Leigh keeps 60s charm

By Cate Foster

Nothing seems to change here, which is how it should be, says Cate Foster.

Leigh's harbourside native bush is a refuge to native birds. Photo / Janna Dixon
Leigh's harbourside native bush is a refuge to native birds. Photo / Janna Dixon

For somewhere so close to Auckland, the little coastal township of Leigh retains a curiously untouched air. Somehow, despite the recent brouhaha and development down the road at its near neighbour, Matakana, Leigh stays staunch. Houses are unpretentious and the store still feels like a country dairy. Most of all, the wharf and the steep little road that leads to it doesn't feel any different from the ones that I remember from my childhood in the 60s.

So, with a passing friend from London in tow and no more than an afternoon to spend I decided to head north. My friend had expressed a wish to see New Zealand as it used to be and Leigh seemed to fit the bill. Heading north from Auckland was a breeze, thanks to the new tolled motorway.

We hadn't even drawn breath, it seemed, before we were in Warkworth, where we stopped at what has to be my favourite cafe in that part of the world, Chocolate Brown. Perhaps because it's tucked away off the main street this cafe feels like a real local hangout, but whatever it is I always enjoy it and the coffee is real fine (said with a Southern drawl).

So too was the grilled vege omelette I had, and my friend from London, where good coffee is still a treat, was blown away.

Back on the road to Leigh we passed the (closed on Sunday) market area in Matakana and marvelled how quickly this has become an established part of the scenery.

We debated about timing our return to include a movie but decided there was too much to do and too little time.

Leigh was as it always is. Basking in a rare afternoon of late summer sun, it didn't surprise me that nothing appeared to have changed, nothing does change in Leigh and that's the way I like it.

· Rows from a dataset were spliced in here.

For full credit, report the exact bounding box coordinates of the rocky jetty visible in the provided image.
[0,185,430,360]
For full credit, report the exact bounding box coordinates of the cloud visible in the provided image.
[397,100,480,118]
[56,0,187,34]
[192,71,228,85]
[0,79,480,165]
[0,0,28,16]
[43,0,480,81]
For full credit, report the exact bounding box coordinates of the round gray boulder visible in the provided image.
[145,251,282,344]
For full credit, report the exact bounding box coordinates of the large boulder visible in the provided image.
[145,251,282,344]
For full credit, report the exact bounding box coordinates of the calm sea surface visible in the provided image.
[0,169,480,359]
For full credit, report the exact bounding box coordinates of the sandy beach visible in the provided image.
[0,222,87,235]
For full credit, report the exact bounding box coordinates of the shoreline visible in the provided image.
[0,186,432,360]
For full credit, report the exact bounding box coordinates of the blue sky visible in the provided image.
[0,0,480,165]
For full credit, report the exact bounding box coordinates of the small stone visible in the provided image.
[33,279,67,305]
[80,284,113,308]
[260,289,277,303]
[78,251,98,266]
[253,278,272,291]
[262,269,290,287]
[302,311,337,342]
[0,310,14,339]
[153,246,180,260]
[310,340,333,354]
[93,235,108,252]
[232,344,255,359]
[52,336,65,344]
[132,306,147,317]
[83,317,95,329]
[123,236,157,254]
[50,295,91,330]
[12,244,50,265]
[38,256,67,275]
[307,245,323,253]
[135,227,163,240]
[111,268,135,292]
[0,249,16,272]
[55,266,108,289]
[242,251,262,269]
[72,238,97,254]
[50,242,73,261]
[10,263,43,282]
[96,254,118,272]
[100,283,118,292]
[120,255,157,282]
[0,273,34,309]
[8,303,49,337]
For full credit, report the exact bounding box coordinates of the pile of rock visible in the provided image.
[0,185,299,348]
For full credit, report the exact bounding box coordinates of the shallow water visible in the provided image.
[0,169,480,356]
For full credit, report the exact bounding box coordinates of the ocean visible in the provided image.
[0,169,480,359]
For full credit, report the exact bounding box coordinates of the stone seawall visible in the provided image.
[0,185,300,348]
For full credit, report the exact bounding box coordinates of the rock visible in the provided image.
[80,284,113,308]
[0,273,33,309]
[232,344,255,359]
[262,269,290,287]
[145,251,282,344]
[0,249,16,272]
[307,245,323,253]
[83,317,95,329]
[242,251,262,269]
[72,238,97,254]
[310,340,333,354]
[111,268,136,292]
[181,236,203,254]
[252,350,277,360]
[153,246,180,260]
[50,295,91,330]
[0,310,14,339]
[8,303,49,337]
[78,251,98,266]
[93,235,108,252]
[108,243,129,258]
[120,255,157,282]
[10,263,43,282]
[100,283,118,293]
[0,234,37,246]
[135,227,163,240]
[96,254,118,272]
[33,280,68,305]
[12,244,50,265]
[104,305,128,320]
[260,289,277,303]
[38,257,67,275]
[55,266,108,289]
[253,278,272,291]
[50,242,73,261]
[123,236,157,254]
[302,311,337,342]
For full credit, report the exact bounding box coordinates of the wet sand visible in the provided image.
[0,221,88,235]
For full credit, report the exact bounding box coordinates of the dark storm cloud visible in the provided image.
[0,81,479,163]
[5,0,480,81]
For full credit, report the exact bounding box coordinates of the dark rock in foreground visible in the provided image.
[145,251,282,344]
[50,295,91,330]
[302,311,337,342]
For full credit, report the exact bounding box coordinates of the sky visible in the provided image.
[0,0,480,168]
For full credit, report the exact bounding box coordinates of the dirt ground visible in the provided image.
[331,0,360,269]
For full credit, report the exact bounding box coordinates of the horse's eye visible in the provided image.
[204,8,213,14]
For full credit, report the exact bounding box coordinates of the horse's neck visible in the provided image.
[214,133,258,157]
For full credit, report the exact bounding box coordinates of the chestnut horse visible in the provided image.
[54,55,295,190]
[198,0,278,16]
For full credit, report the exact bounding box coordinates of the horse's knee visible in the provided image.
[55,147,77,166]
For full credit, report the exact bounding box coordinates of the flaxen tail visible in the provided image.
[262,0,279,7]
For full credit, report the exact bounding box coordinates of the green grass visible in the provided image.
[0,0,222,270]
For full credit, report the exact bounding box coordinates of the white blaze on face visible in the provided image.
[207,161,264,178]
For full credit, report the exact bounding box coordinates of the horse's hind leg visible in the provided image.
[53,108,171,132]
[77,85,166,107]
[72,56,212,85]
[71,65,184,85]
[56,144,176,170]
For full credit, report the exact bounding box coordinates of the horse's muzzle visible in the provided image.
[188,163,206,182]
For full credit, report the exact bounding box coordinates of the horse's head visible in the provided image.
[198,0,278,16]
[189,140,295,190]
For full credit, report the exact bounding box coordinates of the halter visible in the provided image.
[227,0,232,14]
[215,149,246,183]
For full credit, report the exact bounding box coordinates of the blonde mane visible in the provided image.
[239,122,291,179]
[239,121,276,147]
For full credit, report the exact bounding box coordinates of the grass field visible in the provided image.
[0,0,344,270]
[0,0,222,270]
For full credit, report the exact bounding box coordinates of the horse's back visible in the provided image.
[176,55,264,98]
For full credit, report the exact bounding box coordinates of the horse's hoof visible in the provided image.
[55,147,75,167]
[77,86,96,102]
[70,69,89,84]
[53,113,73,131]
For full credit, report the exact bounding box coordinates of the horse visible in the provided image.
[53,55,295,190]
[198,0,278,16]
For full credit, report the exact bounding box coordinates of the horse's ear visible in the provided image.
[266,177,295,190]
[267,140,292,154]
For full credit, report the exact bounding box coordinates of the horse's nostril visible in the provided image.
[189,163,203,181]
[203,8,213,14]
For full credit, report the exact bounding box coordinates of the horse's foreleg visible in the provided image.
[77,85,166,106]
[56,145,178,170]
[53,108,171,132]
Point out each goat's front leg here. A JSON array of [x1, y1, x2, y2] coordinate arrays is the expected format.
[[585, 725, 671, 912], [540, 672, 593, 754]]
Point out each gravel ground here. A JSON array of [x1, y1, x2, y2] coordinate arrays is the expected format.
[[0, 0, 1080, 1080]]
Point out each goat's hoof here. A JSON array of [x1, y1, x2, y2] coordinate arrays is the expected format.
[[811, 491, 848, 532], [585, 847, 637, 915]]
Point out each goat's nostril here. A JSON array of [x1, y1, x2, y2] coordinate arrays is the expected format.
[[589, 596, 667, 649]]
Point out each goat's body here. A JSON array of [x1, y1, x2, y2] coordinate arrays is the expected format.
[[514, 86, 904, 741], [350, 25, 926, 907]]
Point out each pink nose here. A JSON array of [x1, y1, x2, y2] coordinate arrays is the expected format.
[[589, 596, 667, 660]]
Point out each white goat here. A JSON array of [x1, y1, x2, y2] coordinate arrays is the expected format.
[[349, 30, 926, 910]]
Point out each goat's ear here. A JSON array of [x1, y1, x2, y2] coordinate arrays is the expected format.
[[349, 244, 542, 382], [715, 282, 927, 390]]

We parked the car and set off to explore. First we visited the little cemetery at the end of Harbour View Rd. Here early settlers from the mid-19th century, as well as more recent locals, sleep under pohutukawa. Glorious views over Omaha Harbour towards the Barrier islands, serenaded by the cicadas' neverending anthem to summer, somehow comfort the soul as much as please the eye.

Retracing our steps, we walked down Hauraki Rd to watch the people fishing from the wharf. Once there, we decided a visit to this utterly charming little spot just wouldn't be complete without a bush walk, so heading down the boat ramp to the left of the wharf we walked a few minutes to the head of the harbour (Omaha Cove is its real name).

This was a favourite spot for the early missionaries to rest on their coastal journeys and the Rev Henry Williams drew it, complete with his little sailing ship at anchor, in 1831. We continued over the footbridge and along the pathway that leads around the headland.

This area is called the Leigh Scenic Reserve. Pohutukawa line the shore and the native bush harbours kereru and fantails. Beautiful harbour views popped out between the trees and it seemed like miles from anywhere.

The walk took about an hour and by the time we got back to the car we both were ready for refreshments. A movie or a pinot gris?

A peaceful glass by the river on the terrace of the Matakana Market Kitchen won and we returned to Auckland relaxed and refreshed from our undemanding jaunt.

Fresh air, lovely views and exercise to boot, what more could you want from a Sunday afternoon?

ESSENTIAL INFORMATION

Driving time 70 minutes from Auckland CBD

Walking track No6: About one hour return.

Chocolate Brown Cafe: 6 Mill Lane, Warkworth, Ph 09 422 2677.

Matakana Cinema: 2 Matakana Valley Rd, Ph 09 422 9833.

Matakana Market Kitchen: 2 Matakana Valley Rd (under the Matakana Cinema complex), Ph 09 423 0383.